Christianity Today has a helpful series of exchanges between Collin Hansen, author of Young, Restless and Reformed  and Tony Jones, author of The New Christians: Dispatches from the Emergent Frontier. The tone of the exchange is friendly and Hansen is doing a good job extracting the real differences between young evangelicals on the Reformed front versus younger evangelicals in the Emergent camp. Jones seems content to talk more about friendship than anything else.

I think Hansen overstates things in his assumption that the difference between young Reformed believers and Emergent believers isn’t primarily theology, but epistemology. There is a growing amount of substantial evidence that would lead one to the conclusion that theology is a key difference between these two streams of spirituality (I hesitate to use the term Christian faith because there is enough about the Emergent conversation and their understanding of the gospel that the term Christian may too broad and perhaps compromising).

But Hansen makes a key distinction about epistemology that I found helpful.

Where we probably differ is not so much on theology, but on epistemology. That is, it seems the difference between the people you profile in Young, Restless, Reformed seem pretty darn sure that they’ve got the gospel right, whereas the Emergents that I hang out with are less sure of their right-ness. In fact, they’re less sure that we, as finite human beings, can get anything all that right.
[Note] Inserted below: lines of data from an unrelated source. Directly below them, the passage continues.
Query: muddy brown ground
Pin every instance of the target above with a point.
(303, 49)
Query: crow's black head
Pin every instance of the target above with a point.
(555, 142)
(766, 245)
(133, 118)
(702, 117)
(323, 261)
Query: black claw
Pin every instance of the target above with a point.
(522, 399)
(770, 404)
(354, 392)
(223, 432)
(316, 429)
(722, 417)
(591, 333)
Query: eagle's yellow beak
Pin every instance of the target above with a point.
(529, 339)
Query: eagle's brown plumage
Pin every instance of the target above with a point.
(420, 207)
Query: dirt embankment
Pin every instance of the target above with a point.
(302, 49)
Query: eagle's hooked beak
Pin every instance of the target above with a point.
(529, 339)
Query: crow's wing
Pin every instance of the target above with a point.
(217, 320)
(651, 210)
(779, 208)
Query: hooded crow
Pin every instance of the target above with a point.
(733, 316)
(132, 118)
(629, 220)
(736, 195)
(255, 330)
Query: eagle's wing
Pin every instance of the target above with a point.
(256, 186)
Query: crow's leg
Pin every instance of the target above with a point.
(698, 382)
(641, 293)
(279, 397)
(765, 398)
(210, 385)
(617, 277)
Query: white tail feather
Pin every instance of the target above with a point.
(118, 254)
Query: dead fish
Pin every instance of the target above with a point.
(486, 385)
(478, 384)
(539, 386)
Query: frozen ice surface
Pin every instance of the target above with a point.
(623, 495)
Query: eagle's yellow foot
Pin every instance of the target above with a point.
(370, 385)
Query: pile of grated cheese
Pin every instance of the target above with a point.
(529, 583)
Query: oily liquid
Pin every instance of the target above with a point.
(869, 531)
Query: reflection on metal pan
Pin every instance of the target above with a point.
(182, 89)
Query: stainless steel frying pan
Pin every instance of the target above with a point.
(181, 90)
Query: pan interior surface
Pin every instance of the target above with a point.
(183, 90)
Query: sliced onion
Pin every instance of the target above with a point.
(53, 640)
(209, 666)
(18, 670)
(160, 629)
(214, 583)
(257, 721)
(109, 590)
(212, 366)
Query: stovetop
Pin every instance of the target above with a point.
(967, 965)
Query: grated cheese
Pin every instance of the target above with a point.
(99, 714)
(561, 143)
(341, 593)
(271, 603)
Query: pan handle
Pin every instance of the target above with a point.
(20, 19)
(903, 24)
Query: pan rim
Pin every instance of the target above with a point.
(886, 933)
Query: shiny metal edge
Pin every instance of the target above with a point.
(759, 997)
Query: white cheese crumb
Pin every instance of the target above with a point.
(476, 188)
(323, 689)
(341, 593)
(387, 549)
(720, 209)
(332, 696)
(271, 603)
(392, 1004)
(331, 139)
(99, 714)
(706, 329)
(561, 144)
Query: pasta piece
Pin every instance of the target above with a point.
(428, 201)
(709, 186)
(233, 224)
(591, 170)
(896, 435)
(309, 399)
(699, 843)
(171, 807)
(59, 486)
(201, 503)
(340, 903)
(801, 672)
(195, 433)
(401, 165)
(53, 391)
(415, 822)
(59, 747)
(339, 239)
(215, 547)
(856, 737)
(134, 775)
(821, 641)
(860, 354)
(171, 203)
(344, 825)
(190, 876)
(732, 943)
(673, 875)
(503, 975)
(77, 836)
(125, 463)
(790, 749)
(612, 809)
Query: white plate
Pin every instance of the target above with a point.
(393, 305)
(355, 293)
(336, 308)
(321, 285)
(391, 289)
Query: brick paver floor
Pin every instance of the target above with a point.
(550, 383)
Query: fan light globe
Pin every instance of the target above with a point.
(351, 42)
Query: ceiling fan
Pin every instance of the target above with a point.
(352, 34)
Here’s another way I’d explain the differences. An American Christian today is beset by globalization, pluralism, and postmodernism (three terms that I use interchangeably). In other words, the world is a confusing mess. I think that conservative, evangelical, Reformed theology offers sure answers spoken in tones of certainty by authority figures. Emergent Christianity, for better and worse, offers more ambiguous answers (and even more questions!) in tones of less certainty — but, hopefully, at least with what Lesslie Newbigin called “proper confidence.”